Eileen felt numb. She felt like her soul had flown from her body, and was watching her from outside, like she wasn’t connected to her own flesh anymore. She watched John’s mouth move, watched as a tear rolled down his cheek, as he gesticulated and paced. She felt her eyes fill with tears, her vision blur, but still she sat, frozen.
His words echoed around her mind, blocking everything else out. I am so sorry. She blinked, swallowed. It meant nothing. She didn’t know what to do. What to say. What to feel. She meant nothing. Eileen, believe me. Eileen, I love you.
She jumped at the touch on her shoulder, realizing the last line had been spoken aloud. She slowly looked up at him, too tired to even try and read the expression on his face.
“Eileen, please, say something,” he begged, kneeling before her, taking her hands in his.
She slowly pulled her hands away, feeling like it was someone else moving. She searched inside for her heart, but instead found an empty pit. She nodded to herself. That made sense. He had pierced her heart, had torn it to shreds, had thrown the pieces to the wind. Of course her chest was empty.
All at once, her soul slammed back into her body. She gasped for air, stumbled from her chair, backed away from the man she had once loved.
“Get away from me,” she whispered, her quivering voice a match for her shaking hands.
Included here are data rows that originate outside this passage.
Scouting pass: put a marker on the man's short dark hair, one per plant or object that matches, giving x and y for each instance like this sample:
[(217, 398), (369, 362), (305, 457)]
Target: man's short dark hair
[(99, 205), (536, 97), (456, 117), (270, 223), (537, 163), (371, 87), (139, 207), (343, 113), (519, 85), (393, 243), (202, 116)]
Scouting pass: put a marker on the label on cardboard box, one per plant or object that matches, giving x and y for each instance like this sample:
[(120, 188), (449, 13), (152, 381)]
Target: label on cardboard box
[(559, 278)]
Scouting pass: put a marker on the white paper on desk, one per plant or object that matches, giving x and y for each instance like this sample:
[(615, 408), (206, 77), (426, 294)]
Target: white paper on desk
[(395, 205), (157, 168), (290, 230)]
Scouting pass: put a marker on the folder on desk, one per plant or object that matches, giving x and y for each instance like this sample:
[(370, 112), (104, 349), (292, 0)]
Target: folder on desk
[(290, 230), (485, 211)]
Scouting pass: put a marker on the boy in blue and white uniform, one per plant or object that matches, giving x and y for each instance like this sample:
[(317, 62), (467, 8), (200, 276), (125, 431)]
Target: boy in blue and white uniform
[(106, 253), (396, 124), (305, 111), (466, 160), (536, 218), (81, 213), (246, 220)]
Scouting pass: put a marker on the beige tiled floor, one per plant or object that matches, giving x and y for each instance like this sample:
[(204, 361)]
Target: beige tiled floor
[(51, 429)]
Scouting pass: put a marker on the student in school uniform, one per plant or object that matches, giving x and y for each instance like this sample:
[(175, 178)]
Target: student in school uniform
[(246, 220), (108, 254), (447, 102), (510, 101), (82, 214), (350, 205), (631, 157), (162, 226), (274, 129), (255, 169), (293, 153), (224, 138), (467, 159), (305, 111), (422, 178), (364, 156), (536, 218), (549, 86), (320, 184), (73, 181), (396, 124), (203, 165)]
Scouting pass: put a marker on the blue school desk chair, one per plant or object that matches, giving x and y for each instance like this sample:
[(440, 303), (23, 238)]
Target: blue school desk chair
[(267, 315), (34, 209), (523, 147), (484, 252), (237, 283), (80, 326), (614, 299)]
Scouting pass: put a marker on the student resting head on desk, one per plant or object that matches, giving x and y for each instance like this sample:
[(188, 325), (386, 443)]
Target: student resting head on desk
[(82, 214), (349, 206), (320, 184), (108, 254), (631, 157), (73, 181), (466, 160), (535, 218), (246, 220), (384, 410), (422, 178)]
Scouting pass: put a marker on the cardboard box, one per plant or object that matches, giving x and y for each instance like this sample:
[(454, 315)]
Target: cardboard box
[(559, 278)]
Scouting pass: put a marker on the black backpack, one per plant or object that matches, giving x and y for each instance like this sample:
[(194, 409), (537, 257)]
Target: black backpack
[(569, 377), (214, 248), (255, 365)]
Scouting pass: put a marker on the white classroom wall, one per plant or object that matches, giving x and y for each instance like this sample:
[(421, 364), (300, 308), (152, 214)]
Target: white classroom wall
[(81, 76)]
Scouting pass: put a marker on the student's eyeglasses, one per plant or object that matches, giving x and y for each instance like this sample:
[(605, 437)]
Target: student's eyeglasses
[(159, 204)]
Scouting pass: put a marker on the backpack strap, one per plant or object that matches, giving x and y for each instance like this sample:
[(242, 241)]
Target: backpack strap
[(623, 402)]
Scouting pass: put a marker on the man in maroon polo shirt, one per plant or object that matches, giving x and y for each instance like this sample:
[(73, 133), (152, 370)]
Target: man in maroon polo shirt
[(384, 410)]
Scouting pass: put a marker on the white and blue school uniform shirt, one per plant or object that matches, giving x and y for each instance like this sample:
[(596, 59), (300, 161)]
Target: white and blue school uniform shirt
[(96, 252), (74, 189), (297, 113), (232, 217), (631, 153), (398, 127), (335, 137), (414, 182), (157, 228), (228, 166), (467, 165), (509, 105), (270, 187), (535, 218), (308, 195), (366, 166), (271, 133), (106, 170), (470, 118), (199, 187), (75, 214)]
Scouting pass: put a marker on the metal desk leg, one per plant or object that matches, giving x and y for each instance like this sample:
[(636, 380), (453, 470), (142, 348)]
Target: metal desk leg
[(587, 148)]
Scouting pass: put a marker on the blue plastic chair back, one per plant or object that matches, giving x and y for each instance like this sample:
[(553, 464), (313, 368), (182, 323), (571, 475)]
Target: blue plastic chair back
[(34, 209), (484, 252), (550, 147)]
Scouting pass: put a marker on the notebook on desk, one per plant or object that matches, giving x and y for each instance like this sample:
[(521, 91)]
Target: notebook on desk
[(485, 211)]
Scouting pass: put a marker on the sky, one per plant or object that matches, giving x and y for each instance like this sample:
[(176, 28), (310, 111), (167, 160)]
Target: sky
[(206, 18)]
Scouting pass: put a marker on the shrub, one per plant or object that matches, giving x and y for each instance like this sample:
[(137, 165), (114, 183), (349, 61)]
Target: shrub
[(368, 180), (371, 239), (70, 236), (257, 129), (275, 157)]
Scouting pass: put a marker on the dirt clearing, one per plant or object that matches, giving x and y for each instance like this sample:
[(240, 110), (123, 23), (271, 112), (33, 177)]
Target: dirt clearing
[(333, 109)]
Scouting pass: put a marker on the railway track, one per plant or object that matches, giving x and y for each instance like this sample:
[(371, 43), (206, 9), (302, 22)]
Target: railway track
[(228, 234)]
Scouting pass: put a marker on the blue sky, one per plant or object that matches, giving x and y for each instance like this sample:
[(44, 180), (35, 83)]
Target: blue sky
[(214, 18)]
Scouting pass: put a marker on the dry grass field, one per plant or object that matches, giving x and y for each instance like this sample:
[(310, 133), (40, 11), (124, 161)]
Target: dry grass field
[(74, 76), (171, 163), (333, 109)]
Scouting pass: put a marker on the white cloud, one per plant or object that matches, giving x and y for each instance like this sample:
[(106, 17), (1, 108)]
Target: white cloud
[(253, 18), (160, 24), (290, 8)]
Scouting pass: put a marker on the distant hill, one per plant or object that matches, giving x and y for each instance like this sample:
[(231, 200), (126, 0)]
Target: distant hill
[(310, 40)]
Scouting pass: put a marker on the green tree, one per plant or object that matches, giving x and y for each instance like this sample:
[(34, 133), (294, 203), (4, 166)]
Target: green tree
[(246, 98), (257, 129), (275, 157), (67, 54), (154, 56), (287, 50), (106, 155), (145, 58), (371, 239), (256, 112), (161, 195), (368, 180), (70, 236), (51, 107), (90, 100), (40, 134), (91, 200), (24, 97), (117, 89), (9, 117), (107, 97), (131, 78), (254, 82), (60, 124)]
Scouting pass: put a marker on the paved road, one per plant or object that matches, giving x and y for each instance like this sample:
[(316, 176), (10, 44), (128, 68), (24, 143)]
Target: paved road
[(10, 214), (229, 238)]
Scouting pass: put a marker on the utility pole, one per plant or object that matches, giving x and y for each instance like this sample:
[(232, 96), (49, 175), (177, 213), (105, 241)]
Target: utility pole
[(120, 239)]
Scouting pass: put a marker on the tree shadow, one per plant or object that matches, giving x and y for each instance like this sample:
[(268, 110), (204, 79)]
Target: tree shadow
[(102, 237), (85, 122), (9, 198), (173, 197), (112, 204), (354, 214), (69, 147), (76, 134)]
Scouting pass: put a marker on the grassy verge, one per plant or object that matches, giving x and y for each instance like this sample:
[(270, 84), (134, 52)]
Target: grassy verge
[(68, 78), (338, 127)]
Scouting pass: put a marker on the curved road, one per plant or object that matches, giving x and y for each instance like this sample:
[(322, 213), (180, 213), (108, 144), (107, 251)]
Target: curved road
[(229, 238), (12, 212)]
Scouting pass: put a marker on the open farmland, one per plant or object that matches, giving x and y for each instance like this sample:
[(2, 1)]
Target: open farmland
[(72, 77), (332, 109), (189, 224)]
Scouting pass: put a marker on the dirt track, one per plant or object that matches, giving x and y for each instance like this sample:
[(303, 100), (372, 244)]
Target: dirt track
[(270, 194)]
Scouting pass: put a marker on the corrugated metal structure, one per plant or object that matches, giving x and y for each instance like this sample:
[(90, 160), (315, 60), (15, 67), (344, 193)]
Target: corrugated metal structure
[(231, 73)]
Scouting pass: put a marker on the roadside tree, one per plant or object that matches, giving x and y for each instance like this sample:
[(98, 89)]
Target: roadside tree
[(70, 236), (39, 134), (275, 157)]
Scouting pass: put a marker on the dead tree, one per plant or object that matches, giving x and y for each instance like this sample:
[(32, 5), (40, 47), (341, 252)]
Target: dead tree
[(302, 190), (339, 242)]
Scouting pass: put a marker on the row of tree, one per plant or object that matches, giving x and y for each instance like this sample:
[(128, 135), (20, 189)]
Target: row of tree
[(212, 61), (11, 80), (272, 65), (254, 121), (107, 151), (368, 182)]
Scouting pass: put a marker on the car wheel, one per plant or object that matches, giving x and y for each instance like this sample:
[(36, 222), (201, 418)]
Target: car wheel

“Eileen, please,” he pleaded, taking a step forward. He stopped when she put her hands up. “It meant nothing. She meant nothing. I don’t even know,” he said, his hands flying from his face, his hair, his stomach. “I don’t even know how it happened.”
“You don’t know…” she muttered. “You don’t know how you SLEPT WITH ANOTHER WOMAN?”
John flinched at her words, sinking down into her abandoned chair. He held his face in his hands. A coldness settled over Eileen, flooding her bloodstream, filling her hollow chest with ice. She embraced the cold, embraced the anger. She had loved him, sworn to be true to him, and she had maintained those bonds. He, he had shattered them, and she owed him nothing.
“Eileen, it will never happen again,” he whined, looking up at her. Those eyes had once made her melt, had made her feel seen, and loved. Now she saw those eyes, and she wondered who else had been seen by them, loved by them. She traced the contours of his face, his chest, his arms and legs. Who else had traced his body with their eyes, their hands, their…
She shook her head, backing away. “Get out, John.”
He looked at her, stunned.
“Wh-what?”
“Get out,” she hissed. “Get out of my house. Get out of my life. You don’t get my forgiveness. You don’t get my sympathy. You don’t get my house. Get out.”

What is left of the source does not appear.